Problem about ScanLargearry I get different results :(

Hi, when I change the element number to 20million and run the sample code scanLargeArray, it tells me that the scan speed for CPU and GPU are 128 and 25 ms respectively. But I write a simple code for prefix only using C with the same number of elements and compile it with gcc -O2, it results in 40 ms or so. What happened to me?

Thanks :)

Don’t you mean “what will happen” to you for revealing this dark secret?

someone can give a answer?
or there is some dark side in cuda performance :)

I think here you’re talking about the CPU code performance. Just look at the code in the scan sample that does scan on the CPU and compare to what you do in your implementation. Also, make sure that you compile both (the sample and your code) with the same optimization flags.


Thanks, I think the only difference is I use gcc -O2 when compiling CPU code, but it does not make any sense when you say GPU is faster than CPU if you don’t use the best CPU compile, does it?

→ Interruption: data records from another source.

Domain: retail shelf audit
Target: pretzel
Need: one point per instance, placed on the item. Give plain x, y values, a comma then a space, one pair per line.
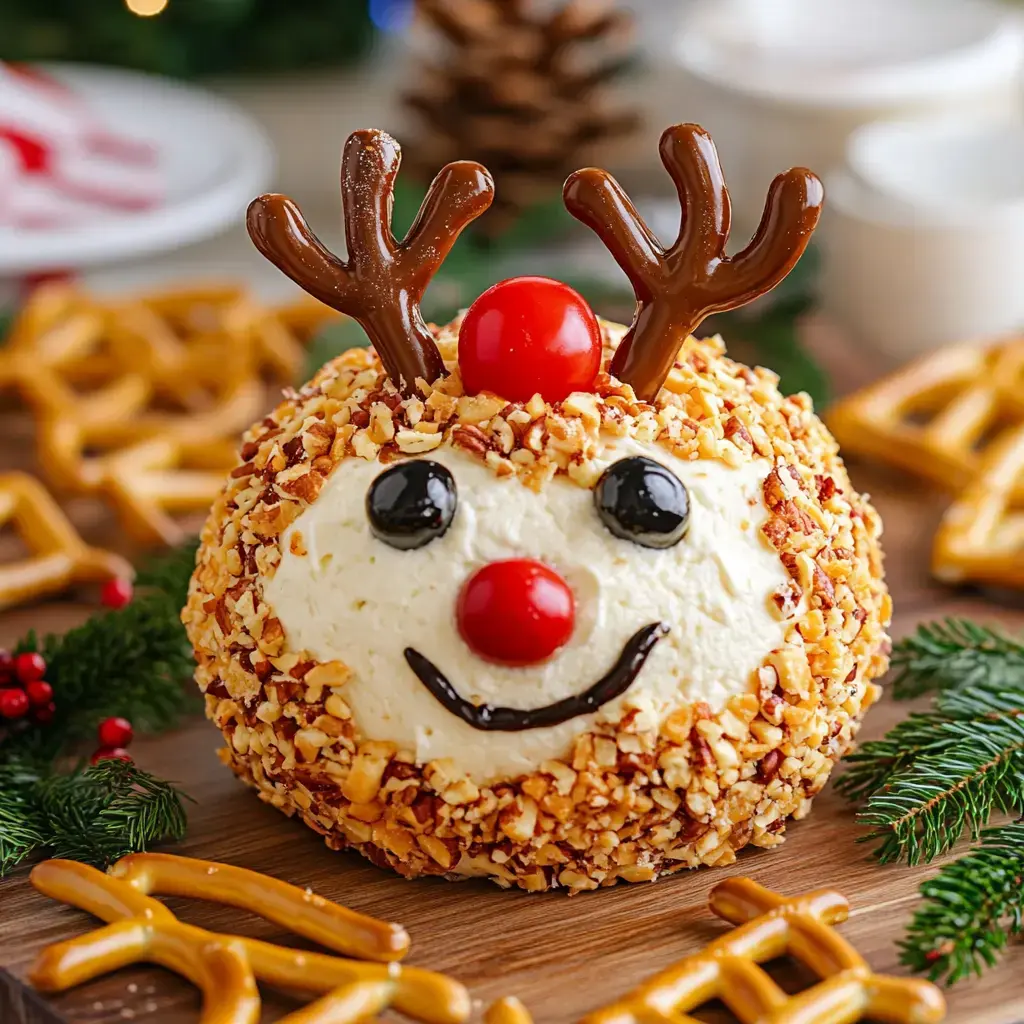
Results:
770, 926
939, 416
981, 537
677, 288
383, 280
226, 968
59, 557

I don’t think we made the claim that the sample has the best CPU version. It’s there to simply illustrate how to compare GPU and CPU performance for users’ own apps. One could claim that your compile isn’t best because you didn’t use the best optimizing compiler on your CPU.

The SDK samples are for instructional purposes. You can definately see that comparing the performance of the matrix multiply sample with the CUBLAS sgemm (the latter is optimized). I wouldn’t consider scan a good candidate for breakthrough speedups vs cpu (one reason is that parallelizations have at most 50% efficiency). The big benefit would come from running scan on data that’s already on the gpu, coming from some other computations and destined for yet others.


I have a quick question. I will really appreciate your answers:

From the Programming Guide given by NVIDIA, I cannot figure out what configuration of the number of blocks and the number of warps per block, is the best configuration for the best performance per multiprocessor or per processor.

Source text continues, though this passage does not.